We will be filling in some of the holes in that memo over the course of this week and next, and discussing its contents with individuals in government. In May Trish and I will travel to South Carolina to meet with officials and activists, and then to DC to convene a workshop where the issues can be discussed in more detail.

As you will see in that memo we do not think any further investment in pit production capacity at LANL is prudent. We do not think it will result in any higher capacity, if that’s the goal (for NNSA, it is). LANL currently has zero pit production capacity and when PF-4 “ages out,” that’s what it will have again. Zero. The currently-programmed $2 billion in capital investment is just a down payment on what would turn out to be something like a $20 billion investment over two decades – if a feasible building site could be found on the narrow, friable mesa where the supporting facilities are. Good luck with that.

Then, as you will see in that memo, we believe the expansion of plutonium handling in what was formally and informally described (for a decade!) as a mere radiological laboratory – something like a hospital laboratory in terms of radiological hazards – by a factor of between 100 and 1,000 is illegal without an Environmental Impact Statement (EIS).

We will more formally, and in more detail, say as much to NNSA next week, in the context of the National Environmental Policy Act (NEPA), namely EA-2052: Proposed Changes for Analytical Chemistry and Materials Characterization at the Radiological Laboratory/Utility/Office Building, Los Alamos National Laboratory, Los Alamos, New Mexico.

    3. What to do? Start with LTEs

Regarding the above NEPA process, it is unwise to imagine that such a process can be an effective vehicle for popular opinion or opposition, unless that opposition takes physical (bodily) form in a way that disrupts business as usual. NEPA failures can however be effective legal causes of action, as they were for us in 2010-2014 vis-vis the most recent pit plan, now in history’s round file.
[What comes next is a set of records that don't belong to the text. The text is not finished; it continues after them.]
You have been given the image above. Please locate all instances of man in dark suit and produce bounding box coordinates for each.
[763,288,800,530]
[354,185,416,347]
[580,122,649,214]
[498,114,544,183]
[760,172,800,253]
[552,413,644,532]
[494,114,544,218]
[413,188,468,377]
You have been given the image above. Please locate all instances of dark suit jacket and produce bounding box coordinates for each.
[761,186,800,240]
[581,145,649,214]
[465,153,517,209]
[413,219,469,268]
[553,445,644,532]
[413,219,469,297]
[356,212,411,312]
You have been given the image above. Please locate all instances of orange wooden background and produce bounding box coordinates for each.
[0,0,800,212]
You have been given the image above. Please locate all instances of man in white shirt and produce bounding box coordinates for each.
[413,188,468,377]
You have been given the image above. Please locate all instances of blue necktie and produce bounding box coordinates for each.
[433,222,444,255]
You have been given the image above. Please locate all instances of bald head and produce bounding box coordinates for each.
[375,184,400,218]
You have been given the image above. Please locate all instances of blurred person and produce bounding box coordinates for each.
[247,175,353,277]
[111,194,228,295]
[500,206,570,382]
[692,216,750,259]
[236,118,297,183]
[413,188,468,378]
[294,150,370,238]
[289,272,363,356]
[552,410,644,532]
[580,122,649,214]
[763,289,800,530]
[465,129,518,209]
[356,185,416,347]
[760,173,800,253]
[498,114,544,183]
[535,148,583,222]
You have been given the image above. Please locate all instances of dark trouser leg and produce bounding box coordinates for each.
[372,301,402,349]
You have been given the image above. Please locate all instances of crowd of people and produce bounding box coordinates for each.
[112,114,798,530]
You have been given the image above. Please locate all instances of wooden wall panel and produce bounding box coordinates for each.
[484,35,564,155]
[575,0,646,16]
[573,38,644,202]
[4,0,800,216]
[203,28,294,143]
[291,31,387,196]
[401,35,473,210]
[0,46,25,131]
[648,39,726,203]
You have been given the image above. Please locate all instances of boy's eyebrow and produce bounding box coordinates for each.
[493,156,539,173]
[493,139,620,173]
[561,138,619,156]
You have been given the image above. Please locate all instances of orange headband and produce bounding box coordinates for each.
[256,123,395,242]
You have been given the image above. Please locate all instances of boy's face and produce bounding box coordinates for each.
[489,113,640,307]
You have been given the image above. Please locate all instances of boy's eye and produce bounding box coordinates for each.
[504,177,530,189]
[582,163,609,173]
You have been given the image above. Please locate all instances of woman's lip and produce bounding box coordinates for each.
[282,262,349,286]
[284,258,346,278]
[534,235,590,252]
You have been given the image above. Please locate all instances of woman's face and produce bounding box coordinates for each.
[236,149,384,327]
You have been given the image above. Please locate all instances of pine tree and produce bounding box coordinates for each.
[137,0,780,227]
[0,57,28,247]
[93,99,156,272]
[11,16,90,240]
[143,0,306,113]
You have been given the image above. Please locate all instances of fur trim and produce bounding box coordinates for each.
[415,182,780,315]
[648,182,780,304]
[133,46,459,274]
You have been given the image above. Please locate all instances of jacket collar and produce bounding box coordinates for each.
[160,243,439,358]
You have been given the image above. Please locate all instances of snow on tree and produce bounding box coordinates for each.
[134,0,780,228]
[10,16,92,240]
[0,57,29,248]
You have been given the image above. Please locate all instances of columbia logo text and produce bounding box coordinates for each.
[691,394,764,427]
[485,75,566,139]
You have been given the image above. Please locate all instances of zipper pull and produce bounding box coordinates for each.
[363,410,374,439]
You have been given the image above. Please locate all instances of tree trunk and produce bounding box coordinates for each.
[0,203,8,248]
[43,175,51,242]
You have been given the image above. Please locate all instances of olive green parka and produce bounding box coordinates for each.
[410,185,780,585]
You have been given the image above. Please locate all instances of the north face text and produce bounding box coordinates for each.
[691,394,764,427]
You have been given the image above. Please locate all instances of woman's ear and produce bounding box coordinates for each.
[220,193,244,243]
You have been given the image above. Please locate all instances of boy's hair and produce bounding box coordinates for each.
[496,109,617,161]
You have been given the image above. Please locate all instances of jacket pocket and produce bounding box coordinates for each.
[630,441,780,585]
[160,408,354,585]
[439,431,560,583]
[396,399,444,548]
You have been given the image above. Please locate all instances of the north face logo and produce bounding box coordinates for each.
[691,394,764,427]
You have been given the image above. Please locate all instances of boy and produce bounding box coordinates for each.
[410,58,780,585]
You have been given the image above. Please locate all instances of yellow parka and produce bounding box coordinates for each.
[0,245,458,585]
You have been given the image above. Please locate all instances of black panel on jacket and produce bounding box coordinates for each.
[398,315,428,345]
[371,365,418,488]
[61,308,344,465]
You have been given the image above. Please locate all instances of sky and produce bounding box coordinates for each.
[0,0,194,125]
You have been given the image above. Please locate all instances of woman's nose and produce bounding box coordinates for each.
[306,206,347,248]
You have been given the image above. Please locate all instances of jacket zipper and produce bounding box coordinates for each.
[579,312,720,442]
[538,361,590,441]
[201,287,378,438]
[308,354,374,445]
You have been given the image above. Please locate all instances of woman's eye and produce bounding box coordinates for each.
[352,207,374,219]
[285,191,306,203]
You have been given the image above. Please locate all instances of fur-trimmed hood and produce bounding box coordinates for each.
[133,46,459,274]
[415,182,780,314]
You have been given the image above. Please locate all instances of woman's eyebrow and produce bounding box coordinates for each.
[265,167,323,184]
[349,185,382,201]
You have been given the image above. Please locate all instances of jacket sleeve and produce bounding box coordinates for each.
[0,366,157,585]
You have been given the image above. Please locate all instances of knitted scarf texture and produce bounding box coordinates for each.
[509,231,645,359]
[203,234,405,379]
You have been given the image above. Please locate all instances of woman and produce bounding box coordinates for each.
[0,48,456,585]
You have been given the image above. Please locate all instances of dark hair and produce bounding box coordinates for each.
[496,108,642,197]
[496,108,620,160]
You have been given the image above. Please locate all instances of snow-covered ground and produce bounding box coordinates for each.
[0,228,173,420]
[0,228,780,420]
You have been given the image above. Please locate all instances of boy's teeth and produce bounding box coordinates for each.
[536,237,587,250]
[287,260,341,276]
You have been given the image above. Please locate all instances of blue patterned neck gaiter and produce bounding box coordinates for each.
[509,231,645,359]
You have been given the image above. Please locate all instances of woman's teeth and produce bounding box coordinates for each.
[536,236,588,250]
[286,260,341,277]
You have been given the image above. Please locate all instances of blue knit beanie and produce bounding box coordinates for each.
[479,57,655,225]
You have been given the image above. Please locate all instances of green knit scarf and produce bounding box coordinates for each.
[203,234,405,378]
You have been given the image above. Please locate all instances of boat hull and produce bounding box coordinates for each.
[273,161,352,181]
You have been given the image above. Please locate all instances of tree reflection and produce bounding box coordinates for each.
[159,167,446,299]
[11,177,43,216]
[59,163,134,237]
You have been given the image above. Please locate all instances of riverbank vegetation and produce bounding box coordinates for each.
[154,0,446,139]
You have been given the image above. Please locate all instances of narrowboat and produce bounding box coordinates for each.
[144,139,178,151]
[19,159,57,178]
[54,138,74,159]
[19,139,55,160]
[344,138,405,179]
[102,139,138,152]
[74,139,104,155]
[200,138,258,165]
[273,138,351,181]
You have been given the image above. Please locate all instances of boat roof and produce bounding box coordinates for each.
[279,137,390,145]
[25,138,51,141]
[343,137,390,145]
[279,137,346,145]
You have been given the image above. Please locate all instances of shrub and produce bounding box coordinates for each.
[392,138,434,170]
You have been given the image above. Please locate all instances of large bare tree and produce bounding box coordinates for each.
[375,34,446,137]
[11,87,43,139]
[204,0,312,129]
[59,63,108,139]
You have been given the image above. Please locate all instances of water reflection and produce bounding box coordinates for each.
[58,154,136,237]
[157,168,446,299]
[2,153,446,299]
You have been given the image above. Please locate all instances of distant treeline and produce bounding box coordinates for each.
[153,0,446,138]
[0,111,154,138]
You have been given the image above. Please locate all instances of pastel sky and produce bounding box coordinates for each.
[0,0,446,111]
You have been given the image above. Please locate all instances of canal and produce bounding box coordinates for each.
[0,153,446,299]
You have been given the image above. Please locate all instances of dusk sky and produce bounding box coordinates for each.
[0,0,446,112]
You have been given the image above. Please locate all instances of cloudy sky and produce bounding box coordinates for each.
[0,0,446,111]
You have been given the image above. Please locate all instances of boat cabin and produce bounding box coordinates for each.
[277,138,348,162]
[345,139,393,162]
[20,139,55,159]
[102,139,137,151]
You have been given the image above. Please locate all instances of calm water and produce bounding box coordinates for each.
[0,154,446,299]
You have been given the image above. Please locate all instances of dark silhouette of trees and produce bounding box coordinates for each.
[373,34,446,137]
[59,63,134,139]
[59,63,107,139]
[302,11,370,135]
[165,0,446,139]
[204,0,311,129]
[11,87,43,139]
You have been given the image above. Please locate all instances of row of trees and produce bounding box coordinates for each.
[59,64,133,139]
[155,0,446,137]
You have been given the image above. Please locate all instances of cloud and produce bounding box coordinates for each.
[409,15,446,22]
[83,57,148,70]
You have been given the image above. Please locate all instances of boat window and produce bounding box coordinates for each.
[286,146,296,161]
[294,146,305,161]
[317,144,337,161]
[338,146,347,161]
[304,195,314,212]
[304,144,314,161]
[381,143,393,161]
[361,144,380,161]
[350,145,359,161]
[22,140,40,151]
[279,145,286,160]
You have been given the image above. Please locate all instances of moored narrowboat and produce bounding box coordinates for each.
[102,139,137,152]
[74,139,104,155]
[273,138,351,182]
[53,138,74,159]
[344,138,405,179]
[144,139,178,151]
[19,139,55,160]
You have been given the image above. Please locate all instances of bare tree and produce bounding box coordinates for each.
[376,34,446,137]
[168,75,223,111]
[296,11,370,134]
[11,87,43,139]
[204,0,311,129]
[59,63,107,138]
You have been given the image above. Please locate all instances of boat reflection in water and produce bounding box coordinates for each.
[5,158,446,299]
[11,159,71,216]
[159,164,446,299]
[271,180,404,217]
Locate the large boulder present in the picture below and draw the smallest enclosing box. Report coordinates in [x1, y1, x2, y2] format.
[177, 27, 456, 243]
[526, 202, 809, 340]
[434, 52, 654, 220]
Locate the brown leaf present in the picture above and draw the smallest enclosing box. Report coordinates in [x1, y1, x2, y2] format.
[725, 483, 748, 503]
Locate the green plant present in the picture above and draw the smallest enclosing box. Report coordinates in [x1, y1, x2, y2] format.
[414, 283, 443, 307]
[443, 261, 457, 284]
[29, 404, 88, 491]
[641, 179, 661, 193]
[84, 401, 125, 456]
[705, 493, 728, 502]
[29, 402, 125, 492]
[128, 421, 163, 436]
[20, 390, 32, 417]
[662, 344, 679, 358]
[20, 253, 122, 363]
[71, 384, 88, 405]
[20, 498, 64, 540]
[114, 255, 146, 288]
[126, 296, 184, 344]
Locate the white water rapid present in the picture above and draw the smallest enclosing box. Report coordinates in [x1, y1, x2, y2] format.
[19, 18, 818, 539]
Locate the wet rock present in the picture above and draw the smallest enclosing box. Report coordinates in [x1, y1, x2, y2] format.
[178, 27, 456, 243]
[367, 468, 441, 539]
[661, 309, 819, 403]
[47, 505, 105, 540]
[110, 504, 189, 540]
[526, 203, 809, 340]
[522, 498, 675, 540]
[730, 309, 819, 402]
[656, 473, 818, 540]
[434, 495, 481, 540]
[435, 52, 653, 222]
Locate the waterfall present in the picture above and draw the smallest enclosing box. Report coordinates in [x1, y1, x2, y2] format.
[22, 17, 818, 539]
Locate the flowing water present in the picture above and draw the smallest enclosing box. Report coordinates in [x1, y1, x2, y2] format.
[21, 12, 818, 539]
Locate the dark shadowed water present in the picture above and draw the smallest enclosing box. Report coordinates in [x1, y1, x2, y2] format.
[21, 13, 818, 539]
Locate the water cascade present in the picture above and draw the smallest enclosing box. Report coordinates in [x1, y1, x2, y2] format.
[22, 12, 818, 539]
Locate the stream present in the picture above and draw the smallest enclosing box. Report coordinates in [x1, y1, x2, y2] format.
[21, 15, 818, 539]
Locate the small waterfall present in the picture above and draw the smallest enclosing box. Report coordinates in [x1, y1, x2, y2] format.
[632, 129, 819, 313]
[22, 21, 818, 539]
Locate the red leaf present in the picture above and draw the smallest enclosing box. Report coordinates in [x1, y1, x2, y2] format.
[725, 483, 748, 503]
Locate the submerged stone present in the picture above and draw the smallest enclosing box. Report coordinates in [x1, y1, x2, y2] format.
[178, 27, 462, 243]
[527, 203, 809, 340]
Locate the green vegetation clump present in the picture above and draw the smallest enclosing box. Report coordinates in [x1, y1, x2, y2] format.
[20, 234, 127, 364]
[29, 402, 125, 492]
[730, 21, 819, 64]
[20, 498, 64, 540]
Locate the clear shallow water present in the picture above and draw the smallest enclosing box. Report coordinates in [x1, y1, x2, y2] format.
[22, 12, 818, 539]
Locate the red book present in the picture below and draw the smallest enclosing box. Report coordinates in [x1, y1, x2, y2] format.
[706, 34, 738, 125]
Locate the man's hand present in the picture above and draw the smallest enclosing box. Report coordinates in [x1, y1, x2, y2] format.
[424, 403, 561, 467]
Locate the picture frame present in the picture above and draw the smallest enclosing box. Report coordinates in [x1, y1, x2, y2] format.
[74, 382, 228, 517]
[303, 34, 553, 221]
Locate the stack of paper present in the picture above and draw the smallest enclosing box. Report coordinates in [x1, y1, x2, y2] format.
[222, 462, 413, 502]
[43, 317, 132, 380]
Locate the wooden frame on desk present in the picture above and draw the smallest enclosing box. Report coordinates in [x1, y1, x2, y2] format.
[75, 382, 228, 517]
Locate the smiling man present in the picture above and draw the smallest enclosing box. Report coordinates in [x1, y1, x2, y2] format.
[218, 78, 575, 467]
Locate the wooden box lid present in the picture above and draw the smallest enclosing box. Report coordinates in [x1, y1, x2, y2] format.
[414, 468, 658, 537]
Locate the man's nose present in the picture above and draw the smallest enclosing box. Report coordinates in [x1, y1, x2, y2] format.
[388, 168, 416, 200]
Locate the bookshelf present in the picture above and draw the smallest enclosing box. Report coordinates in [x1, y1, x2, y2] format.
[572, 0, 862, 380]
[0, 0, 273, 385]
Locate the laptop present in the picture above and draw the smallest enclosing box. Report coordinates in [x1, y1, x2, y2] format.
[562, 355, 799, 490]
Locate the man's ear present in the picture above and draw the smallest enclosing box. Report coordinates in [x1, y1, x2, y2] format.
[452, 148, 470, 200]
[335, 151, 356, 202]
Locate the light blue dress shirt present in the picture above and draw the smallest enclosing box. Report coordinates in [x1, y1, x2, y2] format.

Letters to editors (LTEs) are very valuable and important. Here are some resources and links. An outstanding new article on LTEs ("Thousands of Hearts and Minds") by Ed Kinane of Voices for Creative Nonviolence is highly recommended.

If you live in New Mexico, or if your representatives or senators serve on the appropriations committees or arms services committees, LTEs are especially important.

For more background, see this recent op-ed, read the memo to NNSA, follow the links in our April 11 letter, read this blog post and short background paper, or look over past Bulletins. Check out the short summary of NNSA’s recent analysis of alternatives, or this fact sheet.

There are many other avenues for effective action besides LTEs, some of which may have already occurred to you. Organizational actions can be stronger than individual actions.

If you live in New Mexico and want to be more involved, please call us at 505-265-1200.

Does Congress understand that, according to DOE and DoD, no new pits are needed until at least 85 years after manufacture – i.e. until the 2060s – and that therefore the purpose of the huge investment planned is to retain a large arsenal until (and beyond) the end of this century. I wonder how the world will reconcile that with the promises made by the US and the other 190 signatories of the NPT in 1970:

Each of the Parties to the Treaty undertakes to pursue negotiations in good faith on effective measures relating to cessation of the nuclear arms race at an early date and to nuclear disarmament…”

This is all we have time for today. Thank you for your attention.